If a watch is only labeled "water-resistant" - it can be safe with splashes of water but should never be submerged in any water. 50 meters is suitable for brief water exposure. Water resistant watches can be deemed safe in the rain though.

Why Gold Watches are So Expensive?

The prices for gold watches are usually much higher than the same watch made with steel. If diamonds are added, the price goes up even more. The retail price compared to the actual costs of the precious metals and stones are usually not consistent.

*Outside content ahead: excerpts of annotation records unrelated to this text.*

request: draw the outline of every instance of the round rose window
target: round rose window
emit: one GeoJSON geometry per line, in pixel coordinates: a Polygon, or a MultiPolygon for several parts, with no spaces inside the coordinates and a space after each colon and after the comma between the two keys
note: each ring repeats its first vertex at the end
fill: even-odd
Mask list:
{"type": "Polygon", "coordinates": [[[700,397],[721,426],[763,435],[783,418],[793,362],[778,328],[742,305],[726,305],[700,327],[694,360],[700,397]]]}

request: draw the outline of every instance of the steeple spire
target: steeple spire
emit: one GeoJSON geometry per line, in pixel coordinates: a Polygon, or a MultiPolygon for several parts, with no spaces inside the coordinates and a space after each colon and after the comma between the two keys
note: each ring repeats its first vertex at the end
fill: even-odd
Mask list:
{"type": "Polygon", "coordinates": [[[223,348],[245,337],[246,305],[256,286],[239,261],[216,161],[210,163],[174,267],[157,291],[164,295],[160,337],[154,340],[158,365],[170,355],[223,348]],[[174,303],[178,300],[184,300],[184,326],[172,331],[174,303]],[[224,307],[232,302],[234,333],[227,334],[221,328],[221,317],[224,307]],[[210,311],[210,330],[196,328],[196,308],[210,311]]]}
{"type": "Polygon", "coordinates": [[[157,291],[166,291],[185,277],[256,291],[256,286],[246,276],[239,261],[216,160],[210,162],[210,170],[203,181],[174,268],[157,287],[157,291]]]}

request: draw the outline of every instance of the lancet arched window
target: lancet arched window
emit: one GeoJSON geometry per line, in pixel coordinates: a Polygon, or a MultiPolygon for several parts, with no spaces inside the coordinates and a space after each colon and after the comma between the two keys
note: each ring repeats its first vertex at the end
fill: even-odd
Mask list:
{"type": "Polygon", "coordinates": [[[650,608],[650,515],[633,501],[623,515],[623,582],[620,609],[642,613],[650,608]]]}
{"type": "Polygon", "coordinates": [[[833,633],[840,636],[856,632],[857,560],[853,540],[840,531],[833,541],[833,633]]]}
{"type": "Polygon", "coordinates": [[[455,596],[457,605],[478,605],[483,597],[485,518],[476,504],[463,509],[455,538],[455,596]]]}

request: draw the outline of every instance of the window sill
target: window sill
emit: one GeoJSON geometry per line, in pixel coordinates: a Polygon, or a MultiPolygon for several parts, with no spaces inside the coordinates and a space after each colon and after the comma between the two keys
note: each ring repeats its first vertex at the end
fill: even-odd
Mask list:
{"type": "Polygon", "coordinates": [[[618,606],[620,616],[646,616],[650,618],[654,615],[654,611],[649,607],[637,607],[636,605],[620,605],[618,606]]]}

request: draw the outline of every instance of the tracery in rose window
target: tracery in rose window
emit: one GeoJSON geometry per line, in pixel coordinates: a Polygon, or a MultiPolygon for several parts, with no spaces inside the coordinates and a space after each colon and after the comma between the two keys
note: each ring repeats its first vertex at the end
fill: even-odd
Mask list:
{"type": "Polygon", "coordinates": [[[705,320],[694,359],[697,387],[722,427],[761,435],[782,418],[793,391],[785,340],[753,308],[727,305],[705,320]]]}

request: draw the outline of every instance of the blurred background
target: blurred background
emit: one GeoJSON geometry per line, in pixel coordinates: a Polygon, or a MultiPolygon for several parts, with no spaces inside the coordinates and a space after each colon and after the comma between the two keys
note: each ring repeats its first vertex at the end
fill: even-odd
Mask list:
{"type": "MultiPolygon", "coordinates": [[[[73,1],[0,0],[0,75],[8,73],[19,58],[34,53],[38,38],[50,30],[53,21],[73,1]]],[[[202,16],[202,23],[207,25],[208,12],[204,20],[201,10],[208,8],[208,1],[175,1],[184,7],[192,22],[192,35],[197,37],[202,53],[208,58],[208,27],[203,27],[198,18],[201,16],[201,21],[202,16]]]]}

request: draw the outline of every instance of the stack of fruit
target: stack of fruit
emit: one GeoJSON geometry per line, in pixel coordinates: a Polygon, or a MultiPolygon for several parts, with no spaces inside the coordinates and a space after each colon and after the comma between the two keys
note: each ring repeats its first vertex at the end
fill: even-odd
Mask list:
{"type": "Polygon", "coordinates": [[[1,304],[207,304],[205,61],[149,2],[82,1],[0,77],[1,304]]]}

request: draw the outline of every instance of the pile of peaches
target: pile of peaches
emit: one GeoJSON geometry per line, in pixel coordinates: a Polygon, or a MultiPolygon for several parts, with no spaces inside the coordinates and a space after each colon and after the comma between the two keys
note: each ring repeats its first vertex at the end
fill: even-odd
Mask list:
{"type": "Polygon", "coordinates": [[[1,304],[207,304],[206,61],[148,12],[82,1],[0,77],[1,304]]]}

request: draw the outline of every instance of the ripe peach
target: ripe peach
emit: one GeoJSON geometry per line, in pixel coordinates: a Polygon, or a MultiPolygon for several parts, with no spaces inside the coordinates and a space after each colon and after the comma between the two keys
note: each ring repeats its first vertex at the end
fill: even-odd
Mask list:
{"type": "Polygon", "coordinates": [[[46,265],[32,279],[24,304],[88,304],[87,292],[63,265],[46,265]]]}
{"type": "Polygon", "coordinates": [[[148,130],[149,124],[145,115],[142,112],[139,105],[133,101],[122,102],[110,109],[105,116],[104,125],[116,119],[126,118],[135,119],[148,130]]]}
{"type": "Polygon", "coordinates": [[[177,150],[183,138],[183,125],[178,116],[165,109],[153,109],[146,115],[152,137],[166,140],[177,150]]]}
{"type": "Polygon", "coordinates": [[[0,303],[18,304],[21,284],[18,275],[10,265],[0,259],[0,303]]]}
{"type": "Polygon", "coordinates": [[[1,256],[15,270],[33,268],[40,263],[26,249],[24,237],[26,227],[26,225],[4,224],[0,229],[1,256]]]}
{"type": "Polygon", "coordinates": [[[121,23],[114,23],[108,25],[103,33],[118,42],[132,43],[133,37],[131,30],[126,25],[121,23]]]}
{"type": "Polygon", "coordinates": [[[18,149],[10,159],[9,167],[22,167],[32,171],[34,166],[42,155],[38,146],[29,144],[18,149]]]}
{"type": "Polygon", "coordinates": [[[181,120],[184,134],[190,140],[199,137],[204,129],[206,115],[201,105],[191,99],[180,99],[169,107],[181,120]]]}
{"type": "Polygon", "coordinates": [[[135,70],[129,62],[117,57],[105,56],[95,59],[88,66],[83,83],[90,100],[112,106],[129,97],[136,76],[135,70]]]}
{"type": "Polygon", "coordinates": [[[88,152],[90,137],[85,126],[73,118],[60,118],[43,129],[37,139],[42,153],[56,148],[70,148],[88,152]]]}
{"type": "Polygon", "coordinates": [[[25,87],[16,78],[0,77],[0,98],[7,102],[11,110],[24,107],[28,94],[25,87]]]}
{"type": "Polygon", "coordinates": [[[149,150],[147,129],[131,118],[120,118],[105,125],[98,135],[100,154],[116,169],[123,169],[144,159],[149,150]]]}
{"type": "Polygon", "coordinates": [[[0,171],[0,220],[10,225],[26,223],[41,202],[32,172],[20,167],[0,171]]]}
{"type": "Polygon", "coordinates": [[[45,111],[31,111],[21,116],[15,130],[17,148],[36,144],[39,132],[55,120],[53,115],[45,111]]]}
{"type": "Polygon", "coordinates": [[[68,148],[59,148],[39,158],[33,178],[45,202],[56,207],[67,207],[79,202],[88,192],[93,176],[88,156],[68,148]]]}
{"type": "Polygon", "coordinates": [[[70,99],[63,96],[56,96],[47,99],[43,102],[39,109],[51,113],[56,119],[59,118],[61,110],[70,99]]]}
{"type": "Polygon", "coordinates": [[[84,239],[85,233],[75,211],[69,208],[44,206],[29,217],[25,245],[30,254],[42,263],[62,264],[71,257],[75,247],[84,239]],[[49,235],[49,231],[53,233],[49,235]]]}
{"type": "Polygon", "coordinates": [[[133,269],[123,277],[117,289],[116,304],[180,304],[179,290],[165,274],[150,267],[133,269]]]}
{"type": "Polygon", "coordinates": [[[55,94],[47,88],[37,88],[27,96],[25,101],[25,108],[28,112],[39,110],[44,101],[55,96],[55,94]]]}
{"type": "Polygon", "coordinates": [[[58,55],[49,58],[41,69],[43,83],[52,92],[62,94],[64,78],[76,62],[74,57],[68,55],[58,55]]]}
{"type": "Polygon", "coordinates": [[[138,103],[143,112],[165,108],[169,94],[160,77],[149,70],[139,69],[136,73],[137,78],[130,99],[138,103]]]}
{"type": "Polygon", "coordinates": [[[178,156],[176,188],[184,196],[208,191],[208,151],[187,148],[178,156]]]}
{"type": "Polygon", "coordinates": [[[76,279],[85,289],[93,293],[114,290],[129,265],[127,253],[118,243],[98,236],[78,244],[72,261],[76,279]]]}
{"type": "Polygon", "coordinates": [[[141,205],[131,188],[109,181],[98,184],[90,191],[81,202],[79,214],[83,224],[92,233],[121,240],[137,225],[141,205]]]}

Prices for gold are normally fixed in US dollars per troy oz. that is 31.1 grams. The current price is around $1704 per troy oz. Most companies will not indicate the actual weight or how much gold is utilized in their watches. Usually a typical watch for a woman with a bracelet that is gold will weigh about 2.7 troy. If you remove the movement and other parts, you have about 1.5 troy oz. That is around $2500 for the value of the gold, but the price of that same watch is probably 3 to 4 times that. The price of gold has increased so much in the last two years, but gold watches that are brand name are probably selling for much more than what they were selling for two years ago. It would seem that gold watches are making a lot of money for their companies.

What are "Hack" Seconds?

The majority of watches today have a feature known as "hack seconds". After pulling out the crown to adjust the time, the second hand will stop. This lets synchronization with another clock be more accurate. With most hack movements, after the crown is pulled out, a level moves which makes contact with the rim of the balance, causing the movement to stop.

Breaking In a New Watch

Most mechanical watches that are new go through a short break-in period. The new owner does not need to do anything as the watch usually will take care of it alone. Prior to the watch making it to anyone's wrist, it has probably been stored in the jeweler's back room or a warehouse. Lubricants and oils may pool in various spaces. It takes 1 to 2 months for oils to be spread to the areas of the watch that need it. The movement of some parts will wear away also and reveal microscopic flaws that most parts have. After two or so months the watch will be broken in accurately and will run with more precision.

These are only a few frequent questions that shoppers have when shopping for new watches.